Dr Simon Grandjean Lapierre: la médecine exceptionnelle | Tabloïd
/videos

Dr Simon Grandjean Lapierre: la médecine exceptionnelle

Vu par Peter Small, directeur du programme de lutte contre la tuberculose à la Fondation Bill & Melinda Gates et expert mondial en épidémiologie

s

La technologie se met au service de la santé dans une équipe de soins qui s’attaque à la tuberculose en régions enclavées.   

À l’aide de drones, le système déployé à Madagascar par Dr Simon Grandjean Lapierre, du Centre de recherche du CHUM, permet d’établir un diagnostic et de faire parvenir de la médication à des patients qui se trouvent à plusieurs heures de marche d’un centre médical.  

Peter Small

Courtoisie

Peter Small

  

«Je cherchais un peu une licorne au moment où j’ai trouvé Simon, lance d’emblée Peter Small, directeur du programme de lutte contre la tuberculose à la Fondation Bill & Melinda Gates. Plusieurs emplois prestigieux l’attendaient dans le pays de son choix. Il a décidé de prendre le risque de venir travailler avec des gens qu’il n’avait jamais vus pour faire un travail qui n’avait jamais été fait avant.»   

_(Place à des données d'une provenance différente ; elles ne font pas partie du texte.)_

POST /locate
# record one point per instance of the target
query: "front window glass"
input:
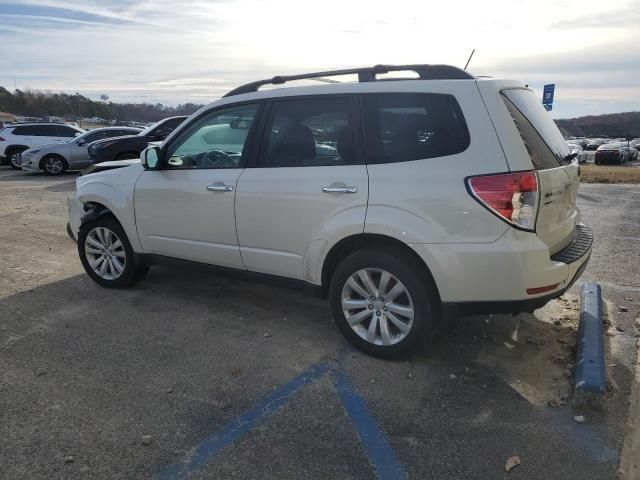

La «licorne» dont M. Small rêvait, c’était quelqu’un qui était un scientifique et un clinicien avec une formation étoffée, une personne qui avait ce qu’il fallait pour travailler dans un environnement compliqué et qui était prêt à déménager dans la forêt tropicale de Madagascar. «Simon était l’ingrédient secret du boulot qui a été fait là-bas», confirme Peter Small.  

Courtoisie CRCHUM

Être médecin implique un don de soi dans une variété de domaines qui ont plus ou moins rapport avec la médecine. On sait qu’il faut de l’empathie, un sens aiguisé de la communication, une compréhension de l’humain au sens large.   

«Dans ce cas-ci, il fallait aussi que Simon, en plus d’être un médecin hors pair, puisse travailler avec les communautés Malgaches et qu’il ait une aptitude pour présenter des résultats scientifiques de terrain dans des conférences internationales, se rappelle son mentor. C’était loin de n’être qu’un travail de médecine.»  

C’est une chose de pouvoir faire une recherche en laboratoire, mais le faire sur une île dans une forêt tropicale, c’est différent et selon Peter Small, ça va prendre des années avant que ça devienne un traitement routinier, «mais ce sont les gens comme Simon qui poussent la machine pour que ça avance.»    

Il devra d’ailleurs utiliser tous ses atouts pour continuer à être convaincant, car il n’y a pas de recherche sans argent. «Le financement de la science est très conservateur, alors que nous, avec nos moyens technologiques, on est très avant-gardistes. Ce n’est rien pour nous aider», déplore Peter Small.  

«J’espère que Simon aura droit à un support institutionnel suffisant pour qu’il ait un sentiment de sécurité pour lui permettre de continuer à prendre ces risques qui l’ont amené si loin si rapidement», conclut Peter Small. Quand on trouve une licorne, il faut lui donner ce dont elle a besoin pour continuer à être exceptionnelle.